Directed by James Mangold, and starring Matt Damon as Carroll Shelby and Christian Bale as racer Ken Miles, Ford v Ferrari is the story of the grudge match at Le Mans in the 1960s, fueled by Henry Ford II’s response to Enzo Ferrari double-crossing him when he tried to buy Enzo’s company.
Based on A.J. Baime’s outstanding book, Go Like Hell, the tale of how Shelby and Miles fought to beat Ferrari provides the backing plot for the movie. (The two also struggled to deal with corporate bureaucracy at Ford and work out their own conflicts. In one scene in the trailer, Miles punches Shelby right in the nose.)
“It’s these two friends figuring out how do you deal with these a-holes in suits who know nothing about racing,” Mangold says.
Ford engineer Roy Lunn put Shelby in charge of the GT40 Le Mans effort after HFII was embarrassed by an initial string of losses in the high profile project as the car was being developed. Miles, a gifted driver, was the primary development driver for Ford’s Le Mans program and his story provides much of the film’s dramatic arc, including the controversial 1-2-3 photo finish that Ford staged to end the 1966 race, inadvertently depriving Miles of the victory.
People like stories about people better than they like stories about machines. As exciting as the Ford GT40 and its contemporary race cars are, and as compelling and dangerous as racing was in that era, Mangold’s film is primarily about the relationship between Shelby (the Texan) and Miles (the British expat).
“This is much more of a relationship movie and less a historical document,” Mangold told Entertainment Weekly.

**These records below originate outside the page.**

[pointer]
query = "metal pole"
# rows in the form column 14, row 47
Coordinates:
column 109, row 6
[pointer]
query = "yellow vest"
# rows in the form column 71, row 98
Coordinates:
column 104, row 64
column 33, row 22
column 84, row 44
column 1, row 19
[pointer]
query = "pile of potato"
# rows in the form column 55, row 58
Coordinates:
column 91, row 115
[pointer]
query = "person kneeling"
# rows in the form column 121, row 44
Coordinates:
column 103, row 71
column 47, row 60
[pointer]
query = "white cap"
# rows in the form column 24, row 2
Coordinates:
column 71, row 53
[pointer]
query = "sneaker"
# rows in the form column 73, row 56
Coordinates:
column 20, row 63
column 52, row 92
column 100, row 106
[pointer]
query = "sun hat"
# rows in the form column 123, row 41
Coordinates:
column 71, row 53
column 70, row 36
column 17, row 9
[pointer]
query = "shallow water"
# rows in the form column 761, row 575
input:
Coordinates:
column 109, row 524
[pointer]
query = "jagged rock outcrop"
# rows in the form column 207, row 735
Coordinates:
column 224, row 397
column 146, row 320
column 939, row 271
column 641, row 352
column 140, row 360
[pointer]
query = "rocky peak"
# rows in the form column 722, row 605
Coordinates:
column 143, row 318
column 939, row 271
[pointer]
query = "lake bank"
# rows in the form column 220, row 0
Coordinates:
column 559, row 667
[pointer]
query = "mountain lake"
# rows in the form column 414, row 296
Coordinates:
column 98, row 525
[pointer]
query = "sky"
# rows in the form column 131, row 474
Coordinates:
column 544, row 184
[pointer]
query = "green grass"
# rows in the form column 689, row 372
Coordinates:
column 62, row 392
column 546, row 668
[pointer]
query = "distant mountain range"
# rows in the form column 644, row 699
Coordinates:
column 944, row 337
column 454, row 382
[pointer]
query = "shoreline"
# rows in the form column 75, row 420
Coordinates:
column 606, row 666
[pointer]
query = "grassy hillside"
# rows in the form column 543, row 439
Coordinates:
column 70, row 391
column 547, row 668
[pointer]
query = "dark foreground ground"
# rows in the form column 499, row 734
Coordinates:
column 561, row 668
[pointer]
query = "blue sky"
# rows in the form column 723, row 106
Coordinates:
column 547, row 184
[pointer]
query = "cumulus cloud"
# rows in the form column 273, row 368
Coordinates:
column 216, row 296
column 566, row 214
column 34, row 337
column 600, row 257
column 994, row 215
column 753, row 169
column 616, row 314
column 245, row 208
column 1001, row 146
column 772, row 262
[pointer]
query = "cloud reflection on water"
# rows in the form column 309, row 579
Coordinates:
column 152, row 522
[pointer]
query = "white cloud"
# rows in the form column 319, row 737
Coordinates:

Ford v Ferrari may not be a documentary, but Mangold’s finely-crafted Johnny Cash biopic, Walk The Line, was fairly close to the truth, so we should expect some historical accuracy. The cars in the trailer sure look period-correct, with some small deviations.
The true story of Ford versus Ferrari was as much a competition between the men named in the title as it was between their companies and their racing teams. The film could have focused on the titanic struggle between the Deuce and the Drake, but while Henry Ford’s grandson and Enzo Ferrari make for compelling characters, it’s hard to make either one of those egotists a sympathetic protagonist for a story. We’re hyped to see Bale and Damon bring this story to a mainstream audience.